US$ 4,3 bilhões deixam a economia brasileira em junho, aponta o Banco Central

Do G1:

A saída de dólares do país superou o ingresso da moeda norte-americana em US$ 4,3 bilhões no mês de junho, informou o Banco Central nesta quarta-feira (5).

Essa foi a maior retirada mensal de recursos para um mês fechado desde fevereiro, quando US$ 4,57 bilhões saíram do Brasil (veja ao final desta reportagem o fluxo de cada mês no primeiro semestre).
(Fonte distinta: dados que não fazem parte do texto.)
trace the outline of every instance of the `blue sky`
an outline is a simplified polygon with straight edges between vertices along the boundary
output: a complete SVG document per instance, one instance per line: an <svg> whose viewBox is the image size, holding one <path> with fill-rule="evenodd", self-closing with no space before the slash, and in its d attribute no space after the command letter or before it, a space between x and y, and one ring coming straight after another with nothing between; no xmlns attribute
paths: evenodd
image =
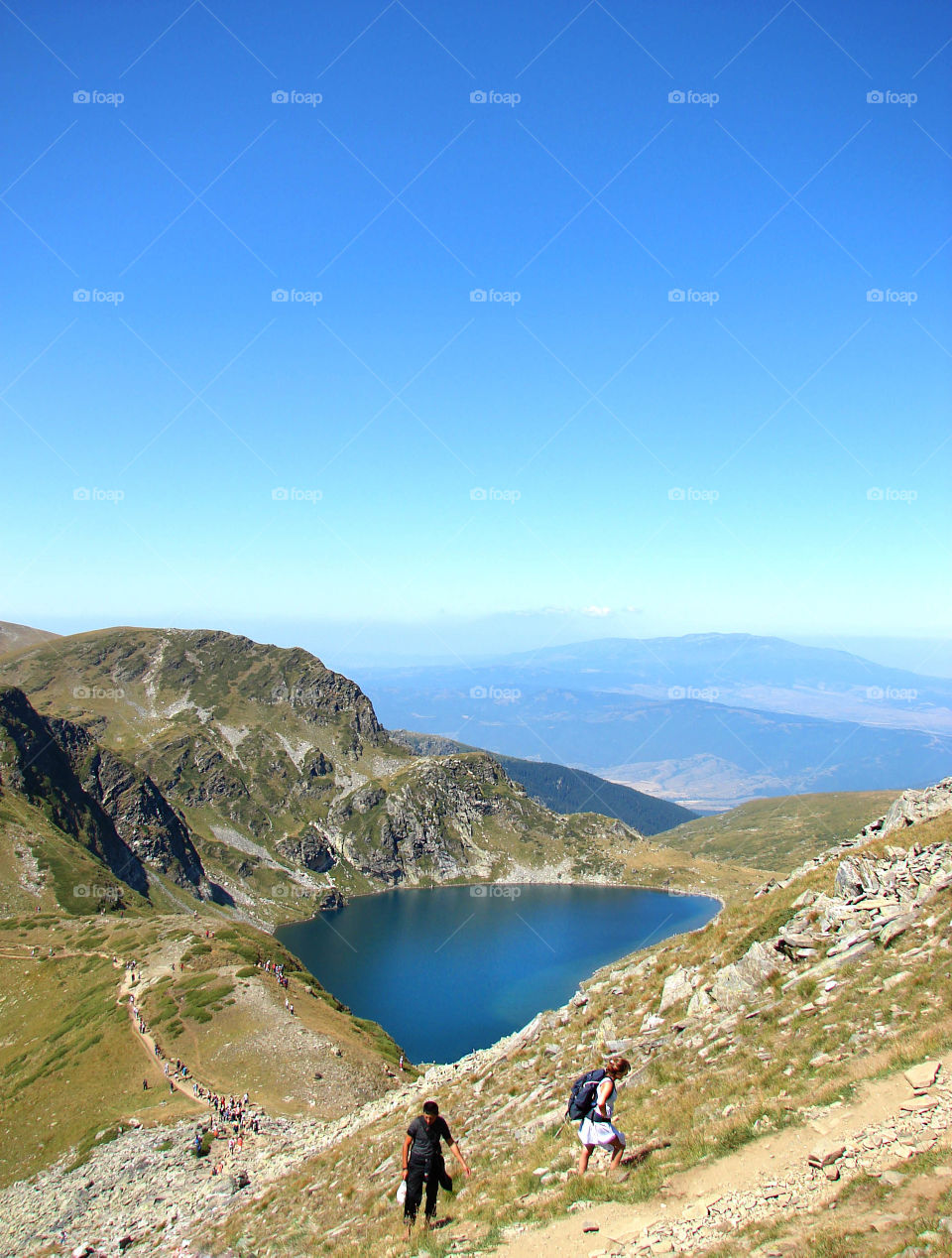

A evasão de divisas acontece após a nova etapa da crise política, que teve início em 17 de maio, com denúncias de executivos do frigorífico JBS envolvendo o presidente Michel Temer. Além das denúncias, a Procuradoria Geral da República também denunciou Temer por crime de corrupção passiva.

No acumulado do primeiro semestre deste ano, porém, os ingressos de dólares superaram as retiradas de recursos do país em US$ 7,47 bilhões. No mesmo período do ano passado, US$ 10,4 bilhões haviam sido retirados do Brasil.

A saída de dólares favorece, em tese, a alta da moeda em relação ao real. Isso porque, com menos dólares no mercado, seu preço tenderia a subir.

Na parcial de junho, de fato, o dólar registrou alta. No fim de maio, a moeda norte-americana estava em R$ 3,23 e, no final de junho, foi cotada a R$ 3,31 – com alta de 2,36%.

Segundo analistas de mercado, além do fluxo de dólares, outros fatores influenciam a cotação da moeda, como o cenário político interno e também externo, além da alta dos juros nos EUA, que tende a atrair capital para aquela economia.

A expectativa é de que a reforma trabalhista seja aprovada no Senado na próxima semana. O mercado já embutiu nos preços a aprovação dessa reforma, mas o foco principal é o andamento da reforma da Previdência, considerada essencial para colocar as contas públicas do país em ordem.

Outro fator que influencia a cotação do dólar são as operações de swap cambial, que funcionam como uma venda futura de dólares, ou de “swaps reversos”, que funcionam como uma compra de dólares no mercado futuro.

Nestas operações, o BC faz oferta de dólares para tentar controlar a cotação da moeda e impedir grandes oscilações. Além disso, essas operações servem para oferecer garantia (hedge) a empresas contra a valorização do moeda.

Nesta sessão, o Banco Central não anunciou qualquer intervenção no mercado de câmbio, por enquanto. Em agosto, vencem US$ 6,181 bilhões em swap cambial tradicional – equivalente à venda futura de dólares.